Muitas das mudanças de que falamos tiveram impacto em toda a população, mas este terá sido ainda maior nas mulheres, uma vez que tínhamos leis que limitavam particularmente as suas liberdades e direitos, antes de 1974. Apesar de tudo, neste campo, 50 anos volvidos, ainda há muito para evoluir?
Muito. Na realidade em termos de legislação (que é o menos complicado), até por via das imposições europeias, foram corrigidas muitas verdadeiras aberrações, como a impossibilidade de acesso das mulheres às magistraturas judiciais e do MP, ou a necessidade de autorização dos seus maridos para poderem sair do país. Ainda assim, ao contrário do que muitos acreditam, o género é ainda uma das principais formas de discriminação no nosso país. Conseguimos ver isso a nível da gestão política do país, na gestão empresarial e institucional, na forma como educamos as nossas crianças, nas responsabilidades domésticas e parentais, nos salários e em muitas outras questões que parecem invisíveis para quem não as sente na primeira pessoa. E na advocacia, por exemplo, as mulheres ainda não conseguem exercer os mais básicos direitos sociais, como seja o direito à proteção na maternidade.
Disse recentemente que a Justiça nunca foi uma prioridade política no nosso país. Em vésperas de eleições legislativas, tem esperança de que este tema seja debatido, durante a campanha, com seriedade?
Disse e mantenho. No entanto, a questão aqui é mais que uma simples esperança, é um imperativo que essa discussão seja feita. Os operadores judiciários têm o dever que exigir que esse debate seja feito e, mais que isso, têm que exigir a concretização de políticas e meios para a justiça. É preciso não esquecer que não há Estado de Direito sem Justiça e é função do Governo da Nação garantir que a justiça e os seus operadores dispõem de meios para servir as populações e as empresas pacificando a sociedade e fazendo cumprir a lei a todos/as.
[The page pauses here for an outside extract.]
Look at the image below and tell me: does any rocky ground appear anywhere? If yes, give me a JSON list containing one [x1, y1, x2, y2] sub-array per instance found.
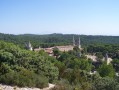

A Ordem dos Advogados vai promover esse debate e pugnar para que seja respeitado um caderno de encargos para a Justiça por parte daqueles que nos irão governar no futuro.
Qual deveria ser, para si, a principal prioridade do país neste momento, particularmente na Justiça?
A principal prioridade é a de garantir recursos humanos, meios logísticos e de investigação, sem nunca esquecer um acesso à justiça digno desse nome às populações e empresas, assegurando a sua segurança jurídica e aconselhamento qualificado, garantido por profissionais certificados, porque só através do acesso ao serviço dos Advogados e advogadas portugueses se cumpre abril e a constituição.